Some of those present were saying indignantly to one another, “Why this waste of perfume? It could have been sold for more than a year’s wages and the money given to the poor.” And they rebuked her harshly.

“Leave her alone,” said Jesus. “Why are you bothering her? She has done a beautiful thing to me. The poor you will always have with you, and you can help them any time you want. But you will not always have me. She did what she could. She poured perfume on my body beforehand to prepare for my burial. Truly I tell you, wherever the gospel is preached throughout the world, what she has done will also be told, in memory of her.”
10 Then Judas Iscariot, one of the Twelve, went to the chief priests to betray Jesus to them.11 They were delighted to hear this and promised to give him money. 
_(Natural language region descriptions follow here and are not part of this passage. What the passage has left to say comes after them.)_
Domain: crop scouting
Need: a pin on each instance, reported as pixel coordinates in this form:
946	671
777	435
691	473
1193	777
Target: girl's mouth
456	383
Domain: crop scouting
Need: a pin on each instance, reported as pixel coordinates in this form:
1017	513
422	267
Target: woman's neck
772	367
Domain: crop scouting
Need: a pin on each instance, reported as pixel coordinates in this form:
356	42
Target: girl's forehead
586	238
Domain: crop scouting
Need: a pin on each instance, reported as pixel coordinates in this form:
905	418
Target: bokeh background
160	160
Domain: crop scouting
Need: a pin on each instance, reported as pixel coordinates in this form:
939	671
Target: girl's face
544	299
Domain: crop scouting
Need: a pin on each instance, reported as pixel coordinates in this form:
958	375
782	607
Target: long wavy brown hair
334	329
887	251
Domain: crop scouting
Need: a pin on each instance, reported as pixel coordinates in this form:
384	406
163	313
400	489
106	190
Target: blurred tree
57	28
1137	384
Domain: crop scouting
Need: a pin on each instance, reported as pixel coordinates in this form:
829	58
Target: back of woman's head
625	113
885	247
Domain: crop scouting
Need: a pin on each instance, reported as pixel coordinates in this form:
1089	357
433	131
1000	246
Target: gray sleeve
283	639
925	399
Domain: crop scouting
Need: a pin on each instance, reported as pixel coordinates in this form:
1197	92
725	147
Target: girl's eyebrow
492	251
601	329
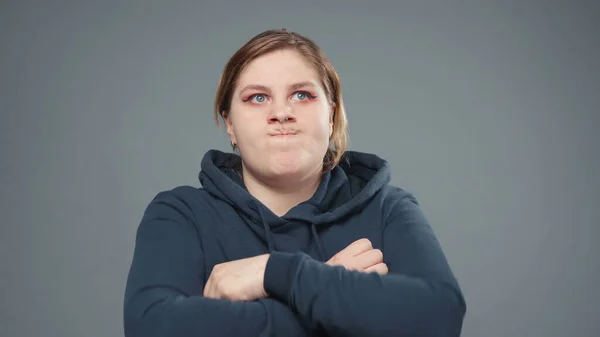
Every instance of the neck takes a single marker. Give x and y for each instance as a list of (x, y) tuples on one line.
[(281, 196)]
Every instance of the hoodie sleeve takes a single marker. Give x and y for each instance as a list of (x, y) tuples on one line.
[(163, 295), (418, 297)]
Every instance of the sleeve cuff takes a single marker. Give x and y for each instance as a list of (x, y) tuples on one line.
[(280, 274)]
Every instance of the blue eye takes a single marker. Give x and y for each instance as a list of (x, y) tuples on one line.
[(258, 98), (303, 95)]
Jesus in revolutionary mood
This story has intrigued me since I first read it years ago.  A couple of things: firstly, her action with the nard was outrageously extravagant to the point of being offensive.  A tiny amount would have produced a very nice effect at more than half the cost.  Secondly, Jesus seems to become suddenly blase about the poor.  His words are suggestive of an ideological stance that willy-nilly accepts the socio-political and economic constructs that support mass poverty.  Thirdly, why should this story, above all stories, be one that is remembered in connection with the spread of the gospel?  That is, there is very little to be found in the story of forgiveness, or of helping one's neighbour, or speaking in tongues, etc.  Fourthly, the comments of those present (whom John informs us were led by Judas Iscariot) actually make good common sense.  Jesus didn't need a years wages worth of perfume poured on his head, and the money raised could have helped a lot of people.   
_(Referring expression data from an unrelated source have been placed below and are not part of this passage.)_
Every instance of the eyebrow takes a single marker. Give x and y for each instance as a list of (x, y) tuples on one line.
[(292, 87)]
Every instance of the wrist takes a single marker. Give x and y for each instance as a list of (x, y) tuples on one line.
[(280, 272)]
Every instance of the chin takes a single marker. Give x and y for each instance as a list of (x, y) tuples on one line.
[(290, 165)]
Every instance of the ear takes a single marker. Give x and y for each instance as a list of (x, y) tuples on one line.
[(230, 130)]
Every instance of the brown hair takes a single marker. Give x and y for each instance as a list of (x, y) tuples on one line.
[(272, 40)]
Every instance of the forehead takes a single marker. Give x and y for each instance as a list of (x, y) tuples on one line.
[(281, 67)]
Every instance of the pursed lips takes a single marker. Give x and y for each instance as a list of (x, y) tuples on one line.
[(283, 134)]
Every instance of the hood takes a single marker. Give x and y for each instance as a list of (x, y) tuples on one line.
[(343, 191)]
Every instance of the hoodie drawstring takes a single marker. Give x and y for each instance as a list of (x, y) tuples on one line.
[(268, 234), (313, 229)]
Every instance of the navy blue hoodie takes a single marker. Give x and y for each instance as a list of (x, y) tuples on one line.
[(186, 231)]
I think that the reason why this story is so closely associated by Jesus with the spread of the gospel is that it exposes us very strikingly to the way in which the gospel is offensive to both common sense and conventional morality.  Mary's act of generosity flies in the face of even the most generous human action through being so excessively wasteful; it's the gift that gives over and above any conception of need.  As perfume it is wholly a non-essential luxury product, and as a consumer product it is worth a fortune.  Lavishing such a non-essential, expensive good even on Jesus exposes the cramped meanness at the heart of much that passes for generosity in human terms.  I'm not just referring to a few quid in the collection plate, or tithing, or whatever.  Mary's act must have come from the Holy Spirit himself, poured out in her heart.  It was a supernatural, superabundant act of which she would have been incapable, no matter how much she loved Jesus from her natural self.  That is precisely why it is a GOSPEL act; it does not represent how much she loved him, or how generous she was, etc; but rather it represents Mary being caught up in the love of the Father for the Son through the Holy Spirit.  The gospel is the invitation to become a participant in this extravagant movement of love.  A little sprinkling of oil would never do.  Not least, more evidence that Mary was acting under the Holy Spirit's guidance is that her action was likewise prophetic of Christ's impending death and burial.  That her action should be prophetic of the cross, Christocentric, and offensive to good manners/sense to boot means that what she did was done from within the very heartbeat of the gospel.

Incidentally, while the last verse makes Judas specifically look bad, it also casts judgement on the kind of human-inspired generosity that purely human love and understanding veer towards.